Commit Graph

16 Commits

Author SHA1 Message Date
Will Deacon
32fb5d73c9 arm64: atomics: Remove '&' from '+&' asm constraint in lse atomics
The lse implementation of atomic64_dec_if_positive uses the '+&' constraint,
but the '&' is redundant and confusing in this case, since early clobber
on a read/write operand is a strange concept.

Replace the constraint with '+'.

Signed-off-by: Will Deacon <will.deacon@arm.com>
2017-07-20 10:20:54 +01:00
Mark Rutland
8997c93452 arm64: atomic_lse: match asm register sizes
The LSE atomic code uses asm register variables to ensure that
parameters are allocated in specific registers. In the majority of cases
we specifically ask for an x register when using 64-bit values, but in a
couple of cases we use a w regsiter for a 64-bit value.

For asm register variables, the compiler only cares about the register
index, with wN and xN having the same meaning. The compiler determines
the register size to use based on the type of the variable. Thus, this
inconsistency is merely confusing, and not harmful to code generation.

For consistency, this patch updates those cases to use the x register
alias. There should be no functional change as a result of this patch.

Acked-by: Will Deacon <will.deacon@arm.com>
Signed-off-by: Mark Rutland <mark.rutland@arm.com>
Signed-off-by: Catalin Marinas <catalin.marinas@arm.com>
2017-05-09 17:47:17 +01:00
Will Deacon
05492f2fd8 arm64: lse: convert lse alternatives NOP padding to use __nops
The LSE atomics are implemented using alternative code sequences of
different lengths, and explicit NOP padding is used to ensure the
patching works correctly.

This patch converts the bulk of the LSE code over to using the __nops
macro, which makes it slightly clearer as to what is going on and also
consolidates all of the padding at the end of the various sequences.

Signed-off-by: Will Deacon <will.deacon@arm.com>
2016-09-09 18:12:34 +01:00
Will Deacon
2efe95fe69 locking/atomic, arch/arm64: Implement atomic{,64}_fetch_{add,sub,and,andnot,or,xor}{,_relaxed,_acquire,_release}() for LSE instructions
Implement FETCH-OP atomic primitives, these are very similar to the
existing OP-RETURN primitives we already have, except they return the
value of the atomic variable _before_ modification.

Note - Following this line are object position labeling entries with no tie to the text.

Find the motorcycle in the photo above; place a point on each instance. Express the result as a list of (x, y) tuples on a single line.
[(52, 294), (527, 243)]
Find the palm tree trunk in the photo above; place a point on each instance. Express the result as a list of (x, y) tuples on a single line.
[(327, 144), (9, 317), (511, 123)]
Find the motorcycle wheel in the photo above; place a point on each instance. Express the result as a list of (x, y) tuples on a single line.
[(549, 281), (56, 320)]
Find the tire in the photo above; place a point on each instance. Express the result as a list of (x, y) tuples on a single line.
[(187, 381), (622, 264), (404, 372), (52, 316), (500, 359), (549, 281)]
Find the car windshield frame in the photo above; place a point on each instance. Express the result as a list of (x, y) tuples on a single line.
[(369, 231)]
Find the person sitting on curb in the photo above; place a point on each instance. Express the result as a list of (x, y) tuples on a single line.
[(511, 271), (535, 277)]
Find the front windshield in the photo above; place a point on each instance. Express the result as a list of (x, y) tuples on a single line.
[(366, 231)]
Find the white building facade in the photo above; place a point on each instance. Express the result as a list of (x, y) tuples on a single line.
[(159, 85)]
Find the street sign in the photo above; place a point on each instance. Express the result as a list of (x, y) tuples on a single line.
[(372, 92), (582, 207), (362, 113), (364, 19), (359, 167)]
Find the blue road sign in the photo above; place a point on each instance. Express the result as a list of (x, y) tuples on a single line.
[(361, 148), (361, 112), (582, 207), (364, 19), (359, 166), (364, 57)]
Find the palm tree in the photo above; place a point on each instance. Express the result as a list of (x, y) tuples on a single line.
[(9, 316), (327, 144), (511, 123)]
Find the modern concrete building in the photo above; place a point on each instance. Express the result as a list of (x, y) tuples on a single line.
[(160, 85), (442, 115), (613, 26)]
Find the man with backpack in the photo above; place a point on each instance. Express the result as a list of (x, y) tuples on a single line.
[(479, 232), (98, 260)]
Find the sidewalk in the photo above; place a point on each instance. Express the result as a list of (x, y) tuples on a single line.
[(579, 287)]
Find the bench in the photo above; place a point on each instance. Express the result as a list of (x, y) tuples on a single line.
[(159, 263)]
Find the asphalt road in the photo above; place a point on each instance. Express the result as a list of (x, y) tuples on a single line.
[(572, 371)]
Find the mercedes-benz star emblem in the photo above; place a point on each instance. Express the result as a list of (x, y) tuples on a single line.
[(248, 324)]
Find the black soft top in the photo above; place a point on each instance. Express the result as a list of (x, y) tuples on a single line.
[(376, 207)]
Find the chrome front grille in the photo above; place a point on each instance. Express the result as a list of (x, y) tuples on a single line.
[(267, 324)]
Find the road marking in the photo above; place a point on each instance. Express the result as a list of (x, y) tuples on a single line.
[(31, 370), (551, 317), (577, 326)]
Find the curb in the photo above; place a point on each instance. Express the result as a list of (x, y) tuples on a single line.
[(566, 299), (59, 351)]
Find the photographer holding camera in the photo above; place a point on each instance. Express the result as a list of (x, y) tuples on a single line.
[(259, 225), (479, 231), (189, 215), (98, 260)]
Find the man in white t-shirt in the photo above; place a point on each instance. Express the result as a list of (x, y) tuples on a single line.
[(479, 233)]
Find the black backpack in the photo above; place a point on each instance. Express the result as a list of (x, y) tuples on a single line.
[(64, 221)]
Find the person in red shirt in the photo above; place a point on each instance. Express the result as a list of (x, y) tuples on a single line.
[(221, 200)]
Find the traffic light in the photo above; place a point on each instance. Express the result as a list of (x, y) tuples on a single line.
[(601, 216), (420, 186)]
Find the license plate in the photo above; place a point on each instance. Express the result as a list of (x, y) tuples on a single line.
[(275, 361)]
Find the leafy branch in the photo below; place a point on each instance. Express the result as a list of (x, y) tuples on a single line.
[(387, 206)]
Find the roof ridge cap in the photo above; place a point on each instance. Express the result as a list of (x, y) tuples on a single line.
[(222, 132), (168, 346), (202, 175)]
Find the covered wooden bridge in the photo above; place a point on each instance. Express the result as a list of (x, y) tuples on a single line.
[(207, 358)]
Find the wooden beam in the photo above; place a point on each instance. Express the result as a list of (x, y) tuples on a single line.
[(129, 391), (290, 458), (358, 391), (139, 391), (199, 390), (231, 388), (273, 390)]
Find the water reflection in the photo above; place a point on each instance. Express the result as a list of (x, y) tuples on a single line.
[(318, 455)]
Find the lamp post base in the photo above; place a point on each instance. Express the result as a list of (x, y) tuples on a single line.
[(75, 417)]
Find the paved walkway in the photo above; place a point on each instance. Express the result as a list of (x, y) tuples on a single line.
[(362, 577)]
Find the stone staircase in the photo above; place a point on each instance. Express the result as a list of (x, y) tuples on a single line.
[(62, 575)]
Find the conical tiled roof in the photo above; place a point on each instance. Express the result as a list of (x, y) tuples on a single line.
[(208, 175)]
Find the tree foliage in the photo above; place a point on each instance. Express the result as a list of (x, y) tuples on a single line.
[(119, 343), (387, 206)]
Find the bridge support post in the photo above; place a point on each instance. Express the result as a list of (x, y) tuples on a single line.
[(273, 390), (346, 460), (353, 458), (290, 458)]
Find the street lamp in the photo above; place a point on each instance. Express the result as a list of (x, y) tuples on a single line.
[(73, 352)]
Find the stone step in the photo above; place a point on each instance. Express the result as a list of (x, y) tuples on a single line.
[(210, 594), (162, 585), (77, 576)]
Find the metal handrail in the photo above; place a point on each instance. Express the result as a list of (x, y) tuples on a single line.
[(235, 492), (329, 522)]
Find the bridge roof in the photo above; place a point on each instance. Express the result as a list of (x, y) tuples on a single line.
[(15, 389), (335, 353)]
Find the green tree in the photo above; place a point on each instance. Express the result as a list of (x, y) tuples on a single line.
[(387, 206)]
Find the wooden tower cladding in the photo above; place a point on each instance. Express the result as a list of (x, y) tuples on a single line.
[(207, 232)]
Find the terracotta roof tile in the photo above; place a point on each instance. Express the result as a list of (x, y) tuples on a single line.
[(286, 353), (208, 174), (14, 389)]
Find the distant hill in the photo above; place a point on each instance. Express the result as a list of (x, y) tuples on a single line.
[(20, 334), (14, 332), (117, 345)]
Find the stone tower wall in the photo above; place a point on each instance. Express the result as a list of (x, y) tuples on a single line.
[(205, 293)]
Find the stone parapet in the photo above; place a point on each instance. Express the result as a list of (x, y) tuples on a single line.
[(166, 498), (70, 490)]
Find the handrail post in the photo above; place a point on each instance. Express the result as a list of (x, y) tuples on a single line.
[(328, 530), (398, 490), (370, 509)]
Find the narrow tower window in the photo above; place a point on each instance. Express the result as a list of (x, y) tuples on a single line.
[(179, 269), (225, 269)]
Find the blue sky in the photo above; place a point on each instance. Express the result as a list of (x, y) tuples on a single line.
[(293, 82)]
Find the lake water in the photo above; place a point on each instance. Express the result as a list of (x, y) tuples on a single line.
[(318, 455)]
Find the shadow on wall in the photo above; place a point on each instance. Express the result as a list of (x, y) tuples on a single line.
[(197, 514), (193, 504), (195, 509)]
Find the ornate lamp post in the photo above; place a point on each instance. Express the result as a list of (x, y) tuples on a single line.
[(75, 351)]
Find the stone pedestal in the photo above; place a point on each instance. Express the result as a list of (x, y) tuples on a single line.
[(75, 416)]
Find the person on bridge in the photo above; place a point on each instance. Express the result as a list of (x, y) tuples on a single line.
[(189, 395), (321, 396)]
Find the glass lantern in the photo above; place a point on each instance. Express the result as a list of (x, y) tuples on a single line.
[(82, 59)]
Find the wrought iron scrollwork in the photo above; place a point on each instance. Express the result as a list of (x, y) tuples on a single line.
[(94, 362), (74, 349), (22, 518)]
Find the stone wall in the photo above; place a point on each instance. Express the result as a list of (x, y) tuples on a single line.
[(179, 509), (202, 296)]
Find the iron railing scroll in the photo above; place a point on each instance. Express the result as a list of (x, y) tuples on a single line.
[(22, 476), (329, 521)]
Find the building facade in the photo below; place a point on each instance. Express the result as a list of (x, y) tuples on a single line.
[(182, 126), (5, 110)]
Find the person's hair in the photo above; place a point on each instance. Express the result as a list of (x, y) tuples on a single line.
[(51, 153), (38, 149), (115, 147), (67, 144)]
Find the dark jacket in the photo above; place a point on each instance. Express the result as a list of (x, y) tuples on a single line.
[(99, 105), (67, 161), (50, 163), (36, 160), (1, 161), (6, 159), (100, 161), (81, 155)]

This is especially useful for irreversible operations -- such as
bitops (because it becomes impossible to reconstruct the state prior
to modification).

This patch implements the LSE variants.

Signed-off-by: Will Deacon <will.deacon@arm.com>
Signed-off-by: Peter Zijlstra (Intel) <peterz@infradead.org>
Cc: Andrew Morton <akpm@linux-foundation.org>
Cc: Ard Biesheuvel <ard.biesheuvel@linaro.org>
Cc: Catalin Marinas <catalin.marinas@arm.com>
Cc: Linus Torvalds <torvalds@linux-foundation.org>
Cc: Lorenzo Pieralisi <lorenzo.pieralisi@arm.com>
Cc: Paul E. McKenney <paulmck@linux.vnet.ibm.com>
Cc: Peter Zijlstra <peterz@infradead.org>
Cc: Steve Capper <steve.capper@arm.com>
Cc: Thomas Gleixner <tglx@linutronix.de>
Cc: linux-arch@vger.kernel.org
Cc: linux-arm-kernel@lists.infradead.org
Cc: linux-kernel@vger.kernel.org
Link: http://lkml.kernel.org/r/1461344493-8262-2-git-send-email-will.deacon@arm.com
Signed-off-by: Ingo Molnar <mingo@kernel.org>
2016-06-16 10:48:22 +02:00
Will Deacon
6822a84dd4 locking/atomic, arch/arm64: Generate LSE non-return cases using common macros
atomic[64]_{add,and,andnot,or,xor} all follow the same patterns, so
generate them using macros, like we do for the LL/SC case already.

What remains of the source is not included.